Il disgelo dell’Everest rivela rifiuti e resti umani emerging from the melting ice
Sulle pendici dell’Everest, il cambiamento climatico sta provocando lo scioglimento accelerato di neve e ghiaccio, portando alla luce in modo tragico i resti dei numerosi scalatori deceduti nel corso degli anni. L’assottigliamento del ghiaccio perenne ha fatto emergere i cadaveri di oltre 300 persone che hanno perso la vita tentando di raggiungere la vetta dell’Everest.
Nello specifico, la Valle dell’Arcobaleno, l’ultimo tratto della scalata, è diventata tristemente famosa per essere ricoperta di macchie colorate, che in realtà sono i corpi mummificati degli alpinisti deceduti. A causa dell’aumento delle temperature, la situazione è diventata così critica che la sicurezza dei moderni arrampicatori è a rischio.
Per affrontare questo problema, una squadra di scalatori locali ha avviato una missione senza precedenti quest’anno. Il loro obiettivo non è solo quello di raggiungere la vetta o ripulire i rifiuti lasciati dalle spedizioni recenti, ma anche di recuperare i resti degli alpinisti deceduti e portarli a valle. Fino a ora, la squadra ha recuperato cinque corpi congelati tra i ghiacciai, trasportandoli successivamente a Katmandu, la capitale nepalese.
Due dei corpi recuperati sono stati identificati, mentre gli altri restano soggetti ad ulteriori esami per confermare la loro identità. Coloro che non verranno identificati con certezza verranno probabilmente cremati, come ha confermato Rakesh Gurung, portavoce del ministero del Turismo nepalese.
Fin dall’inizio delle spedizioni negli anni Venti, oltre 300 persone hanno perso la vita sull’Everest, con otto decessi solo nella scorsa stagione. Molti corpi rimangono sepolti nella neve o nei crepacci, mentre altri, ancora equipaggiati per l’arrampicata, sono diventati punti di riferimento e sono stati loro assegnati soprannomi come “Stivali verdi” e “Bella addormentata”.
L’effetto del riscaldamento globale ha reso i corpi e i rifiuti sempre più visibili man mano che la copertura nevosa diminuisce, come ha evidenziato Aditya Karki, maggiore dell’esercito nepalese a capo della missione di recupero. Il maggiore ha sottolineato come la presenza di cadaveri lungo il percorso di scalata possa avere un impatto negativo sulle persone che si avventurano in queste montagne sacre.

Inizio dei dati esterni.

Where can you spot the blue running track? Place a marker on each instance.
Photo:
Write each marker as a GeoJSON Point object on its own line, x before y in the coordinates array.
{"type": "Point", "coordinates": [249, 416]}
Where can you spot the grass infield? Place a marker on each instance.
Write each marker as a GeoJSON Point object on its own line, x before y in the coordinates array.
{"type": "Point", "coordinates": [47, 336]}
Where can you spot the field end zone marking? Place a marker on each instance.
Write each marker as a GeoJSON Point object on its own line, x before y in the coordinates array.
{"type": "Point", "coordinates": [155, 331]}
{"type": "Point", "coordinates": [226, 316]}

Ogni operazione di recupero comporta costi elevati e richiede fino a otto soccorritori, vista la difficoltà nel trasportare un corpo che può pesare oltre 100 chili in alta quota. Nonostante le sfide, Aditya Karki ritiene che sia fondamentale recuperare il maggior numero possibile di resti. “Se continuiamo a lasciarli lì, le nostre montagne si trasformeranno in cimiteri”, ha dichiarato il maggiore.